TikTok has been accused of surveilling users, censoring content, and mishandling information of minors. There are also concerns the app has vulnerabilities, allowing the surreptitious downloading of malicious software on devices. The most important allegation involves manipulation of users.
TicTok banned in the US: Used for China to surveil Western users? The app, which the New York Times called “China’s first truly global internet success story,” is wildly popular, especially among teenagers and tweens. Available in 39 languages in more than 150 markets, last year TikTok was the world’s second-most downloaded non-gaming app.
There are, according to Trump’s executive order, more than a billion downloads of TikTok worldwide and more than 175 million in the United States alone. There are, analysts estimate, in excess of 800 million active monthly users.
TikTok is addictive, but that should come as no surprise. It was designed to be such, powered by perhaps the world’s most sophisticated artificial intelligence for this purpose. TikTok delivers, perhaps better than any other app, customized content.
“If you want to know a person, all you have to do is look at their TikTok feed,” Jonathan Bass, who as CEO of PTM Images is a buyer of social-media advertising, told Gatestone.
“The feed reveals, in detail, the sum of a person’s preferences.”
“Unlike Facebook, TikTok, because it uses artificial intelligence to populate a newsfeed before you even add a single friend to the platform, creates a profile of who you are, including your fears and vulnerabilities,” Paul Dabrowa, an Australian national security expert, said to this site.

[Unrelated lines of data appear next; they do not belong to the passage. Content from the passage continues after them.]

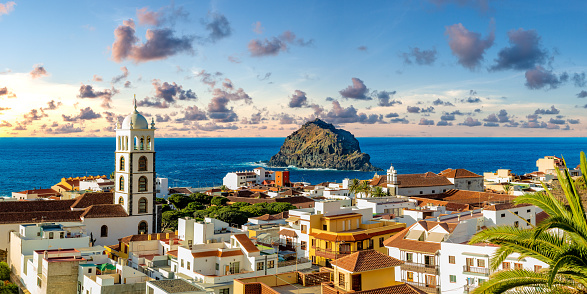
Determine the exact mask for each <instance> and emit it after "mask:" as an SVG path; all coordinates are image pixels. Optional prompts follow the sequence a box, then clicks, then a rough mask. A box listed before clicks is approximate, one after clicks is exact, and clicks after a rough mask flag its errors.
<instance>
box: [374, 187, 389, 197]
mask: <svg viewBox="0 0 587 294" xmlns="http://www.w3.org/2000/svg"><path fill="white" fill-rule="evenodd" d="M371 195H372V196H373V197H385V196H387V194H386V193H385V191H383V188H381V186H375V187H373V190H371Z"/></svg>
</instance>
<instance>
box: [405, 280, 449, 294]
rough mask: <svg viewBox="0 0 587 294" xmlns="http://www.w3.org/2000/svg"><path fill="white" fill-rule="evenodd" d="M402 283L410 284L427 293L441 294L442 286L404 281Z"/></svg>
mask: <svg viewBox="0 0 587 294" xmlns="http://www.w3.org/2000/svg"><path fill="white" fill-rule="evenodd" d="M402 282H404V283H407V284H410V285H412V286H414V287H416V288H418V289H420V290H422V291H424V292H426V293H436V294H439V293H440V286H438V285H430V284H427V283H418V282H410V281H405V280H402Z"/></svg>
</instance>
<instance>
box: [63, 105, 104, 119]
mask: <svg viewBox="0 0 587 294" xmlns="http://www.w3.org/2000/svg"><path fill="white" fill-rule="evenodd" d="M61 116H62V117H63V121H68V122H73V121H77V120H92V119H97V118H100V117H102V115H100V114H99V113H95V112H94V110H92V109H91V108H90V107H86V108H82V109H80V113H79V114H78V115H76V116H68V115H65V114H62V115H61Z"/></svg>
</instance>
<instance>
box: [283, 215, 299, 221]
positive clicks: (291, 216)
mask: <svg viewBox="0 0 587 294" xmlns="http://www.w3.org/2000/svg"><path fill="white" fill-rule="evenodd" d="M299 220H300V217H299V216H290V217H288V218H286V219H285V221H286V222H296V221H299Z"/></svg>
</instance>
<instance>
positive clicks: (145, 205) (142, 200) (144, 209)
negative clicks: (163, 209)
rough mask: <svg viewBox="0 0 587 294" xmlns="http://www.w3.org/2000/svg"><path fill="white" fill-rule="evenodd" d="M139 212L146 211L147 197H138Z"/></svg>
mask: <svg viewBox="0 0 587 294" xmlns="http://www.w3.org/2000/svg"><path fill="white" fill-rule="evenodd" d="M139 213H147V198H145V197H143V198H141V199H139Z"/></svg>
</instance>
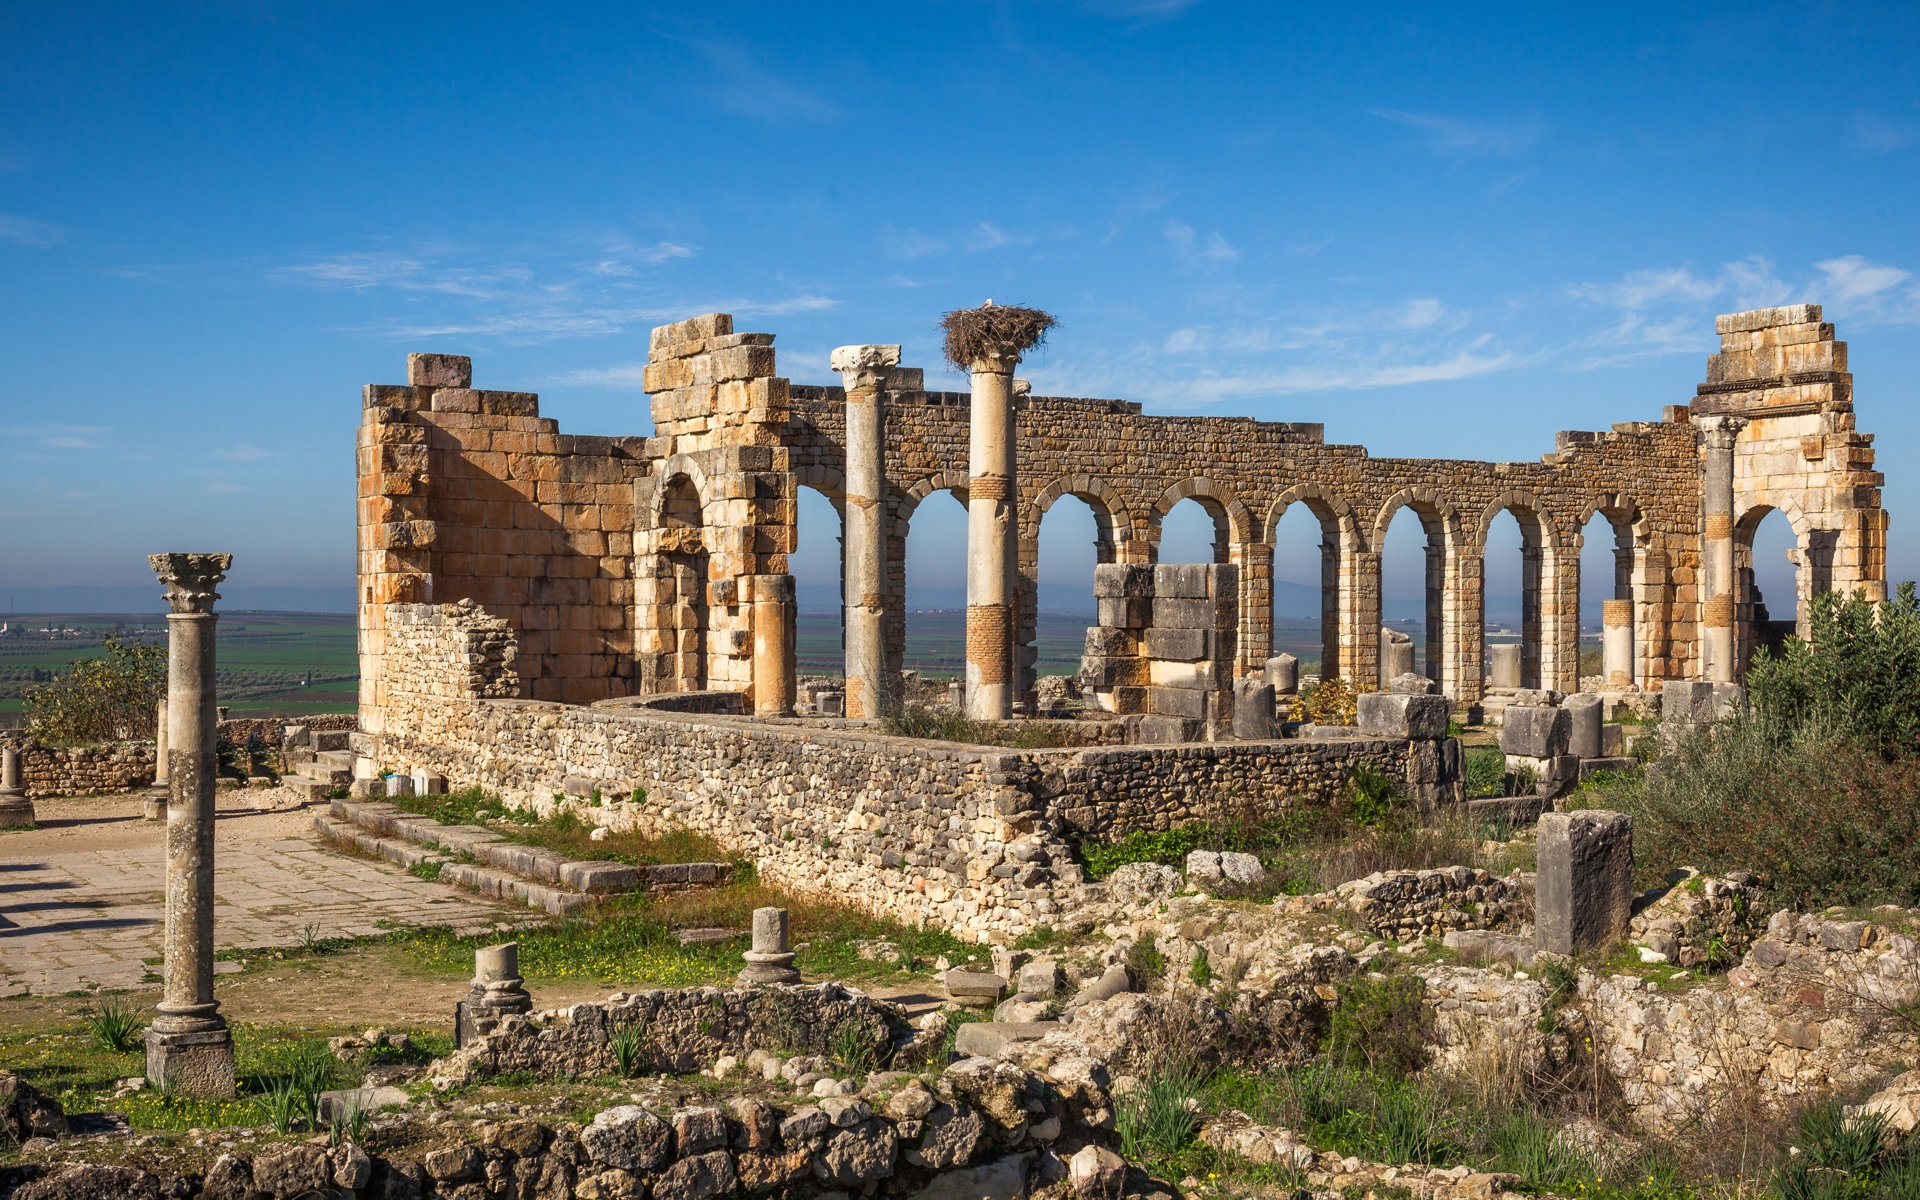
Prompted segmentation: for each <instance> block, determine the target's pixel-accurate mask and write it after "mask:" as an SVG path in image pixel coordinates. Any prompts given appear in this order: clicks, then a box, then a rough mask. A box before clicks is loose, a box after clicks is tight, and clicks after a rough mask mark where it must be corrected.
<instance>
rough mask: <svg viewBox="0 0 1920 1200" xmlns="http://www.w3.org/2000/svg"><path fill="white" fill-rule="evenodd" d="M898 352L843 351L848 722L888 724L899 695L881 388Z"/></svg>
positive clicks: (845, 608)
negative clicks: (895, 648)
mask: <svg viewBox="0 0 1920 1200" xmlns="http://www.w3.org/2000/svg"><path fill="white" fill-rule="evenodd" d="M899 365H900V348H899V346H841V348H839V349H835V351H833V371H839V372H841V380H843V382H845V386H847V528H845V538H843V545H845V553H847V570H845V589H847V607H845V624H843V628H845V632H847V716H852V718H874V716H883V714H885V712H887V708H889V707H891V705H893V699H895V693H897V691H899V689H897V687H895V685H893V680H891V678H889V676H891V672H889V670H887V430H885V413H883V405H881V388H879V384H881V380H883V378H885V376H887V371H889V369H893V367H899Z"/></svg>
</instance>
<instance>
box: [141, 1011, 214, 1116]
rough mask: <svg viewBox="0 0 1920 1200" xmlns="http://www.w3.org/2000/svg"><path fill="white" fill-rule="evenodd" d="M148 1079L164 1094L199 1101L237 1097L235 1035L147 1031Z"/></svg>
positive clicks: (146, 1059)
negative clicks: (174, 1032) (180, 1096)
mask: <svg viewBox="0 0 1920 1200" xmlns="http://www.w3.org/2000/svg"><path fill="white" fill-rule="evenodd" d="M146 1079H148V1083H152V1085H154V1087H157V1089H161V1091H173V1092H179V1094H182V1096H194V1098H196V1100H225V1098H228V1096H232V1094H234V1033H232V1029H207V1031H202V1033H159V1031H157V1029H148V1031H146Z"/></svg>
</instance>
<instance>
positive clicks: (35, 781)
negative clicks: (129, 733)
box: [10, 737, 154, 801]
mask: <svg viewBox="0 0 1920 1200" xmlns="http://www.w3.org/2000/svg"><path fill="white" fill-rule="evenodd" d="M10 745H12V747H13V749H15V751H19V776H21V783H23V785H25V787H27V799H31V801H38V799H42V797H48V799H50V797H63V795H102V793H109V791H127V789H129V787H138V785H142V783H152V781H154V743H152V741H117V743H113V745H81V747H63V749H56V747H44V745H40V743H38V741H35V739H33V737H15V739H12V741H10Z"/></svg>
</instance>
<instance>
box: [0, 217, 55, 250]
mask: <svg viewBox="0 0 1920 1200" xmlns="http://www.w3.org/2000/svg"><path fill="white" fill-rule="evenodd" d="M65 240H67V230H63V228H60V227H58V225H48V223H46V221H31V219H27V217H15V215H13V213H0V242H15V244H19V246H60V244H61V242H65Z"/></svg>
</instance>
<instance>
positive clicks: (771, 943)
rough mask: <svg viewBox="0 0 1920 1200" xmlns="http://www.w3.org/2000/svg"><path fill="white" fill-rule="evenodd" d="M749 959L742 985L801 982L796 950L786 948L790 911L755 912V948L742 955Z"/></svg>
mask: <svg viewBox="0 0 1920 1200" xmlns="http://www.w3.org/2000/svg"><path fill="white" fill-rule="evenodd" d="M741 958H745V960H747V966H745V970H741V973H739V985H741V987H751V985H755V983H799V981H801V973H799V972H797V970H793V958H795V954H793V950H789V948H787V910H785V908H755V910H753V948H751V950H747V952H745V954H741Z"/></svg>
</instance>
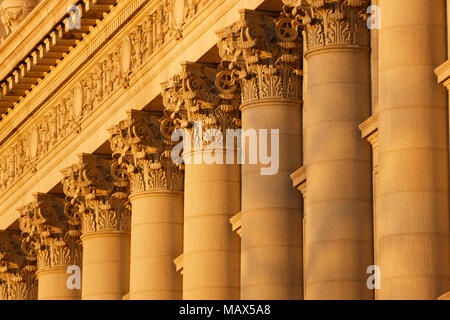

Bass told me about his friend’s nerdy son, who was never was able to attract more than a hundred Instagram followers. On TikTok, however, he garnered 26,000 of them in just two weeks.
Why is this nerd so popular? TikTok’s algorithm, able to identify thousands of data points, sent his videos to people it knew shared his nerdy likes and dislikes.
Data is power. Artificial intelligence permits Beijing to profile a user and then to figure out what will motivate him or her. Specifically, TikTok uses data to curate content. Curated content, in turn, motivates people to act in certain ways. This is thought to be especially easy to do with the impressionable young, nerdy and otherwise.
TikTok, therefore, is a powerful selling platform. There is obviously no damage to U.S. national security if you were to use the app to sell, as does Bass, framed pictures, coffee table knick-knacks, and other accent pieces for the home.
But what if you are trying to bring down the American government? TikTok would be extraordinarily useful. As Dabrowa told Gatestone, “My team discovered that TikTok can be used to trigger desired responses and behaviors.”